Delgado told the Blade that Mariela Castro claimed the advocates did not “want to meet with her, which is a lie.”
Neither Mariela Castro, nor the Cuban government responded to the Blade’s request for comment.
Normalized relations ‘very good’ for LGBT Cubans
The Feb. 20 meeting between the U.S. lawmakers and Cuban civil society members took place roughly two months after the White House announced it would begin to normalize relations with Cuba.
Delegations from the two countries met in D.C. on Feb. 27 to discuss the opening of embassies in Washington and Havana and the re-establishment of diplomatic relations.
Assistant Secretary of State Roberta Jacobson, who leads the U.S. delegation in the talks with the Cuban government, told reporters during a press conference at the State Department on Feb. 27 that the two countries at the end of this month will meet to discuss human rights.
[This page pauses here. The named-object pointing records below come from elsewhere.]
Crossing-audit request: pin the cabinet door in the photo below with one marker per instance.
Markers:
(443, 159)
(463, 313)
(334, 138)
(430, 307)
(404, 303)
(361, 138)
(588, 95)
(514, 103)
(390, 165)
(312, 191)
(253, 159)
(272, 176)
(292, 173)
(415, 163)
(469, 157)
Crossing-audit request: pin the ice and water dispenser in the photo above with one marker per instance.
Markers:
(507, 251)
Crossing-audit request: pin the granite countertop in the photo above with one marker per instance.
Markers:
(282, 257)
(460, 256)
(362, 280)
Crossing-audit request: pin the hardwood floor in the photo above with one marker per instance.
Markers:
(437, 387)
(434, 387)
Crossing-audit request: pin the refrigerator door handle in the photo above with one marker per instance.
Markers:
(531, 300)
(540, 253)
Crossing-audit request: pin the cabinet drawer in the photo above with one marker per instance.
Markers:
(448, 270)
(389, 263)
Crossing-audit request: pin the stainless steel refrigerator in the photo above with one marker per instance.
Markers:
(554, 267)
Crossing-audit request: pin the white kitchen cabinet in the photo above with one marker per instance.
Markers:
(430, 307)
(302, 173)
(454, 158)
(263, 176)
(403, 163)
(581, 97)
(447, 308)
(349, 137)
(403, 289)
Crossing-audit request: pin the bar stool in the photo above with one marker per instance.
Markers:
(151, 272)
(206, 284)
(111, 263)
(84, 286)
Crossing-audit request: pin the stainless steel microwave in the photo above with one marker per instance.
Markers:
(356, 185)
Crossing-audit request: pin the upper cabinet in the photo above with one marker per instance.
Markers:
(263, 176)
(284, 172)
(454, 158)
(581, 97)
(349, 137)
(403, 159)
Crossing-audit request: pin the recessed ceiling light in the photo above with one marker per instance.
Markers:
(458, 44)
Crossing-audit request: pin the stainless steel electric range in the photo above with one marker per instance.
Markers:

“We have always said that the way our diplomats operate in terms of their ability to see as broad as aperture, as broad a slice of Cuban society as possible,” said Jacobson, referring to the opening of a U.S. embassy in Havana.
“The ability to see all kinds of people in Cuba is very important to them. It gets you into the issue of people in Cuba who we always wanted to continue to have conversations with.”
Pelosi and other members of the Congressional delegation met with additional Cuban LGBT rights advocates while they were in Havana.
“Our meeting with various members of Cuba’s civil society representing diverse backgrounds, including those advocating for LGBT rights, was insightful and positive,” Pelosi spokesperson Jorge Aguilar told the Blade on Tuesday in a statement. “We heard their perspectives and concerns; we listened to their aspirations about the future of relations between our two countries; and we reiterated our commitment to improving human rights, especially the rights of the LGBT community, in Cuba — an issue of great importance to our delegation.”
Mora told the Blade she feels that LGBT Cubans would benefit from normalized relations between her country and the U.S.
“It would create many opportunities,” she said. “Diplomatic, economic, political and social relations to me would be very good for our community and for our country.”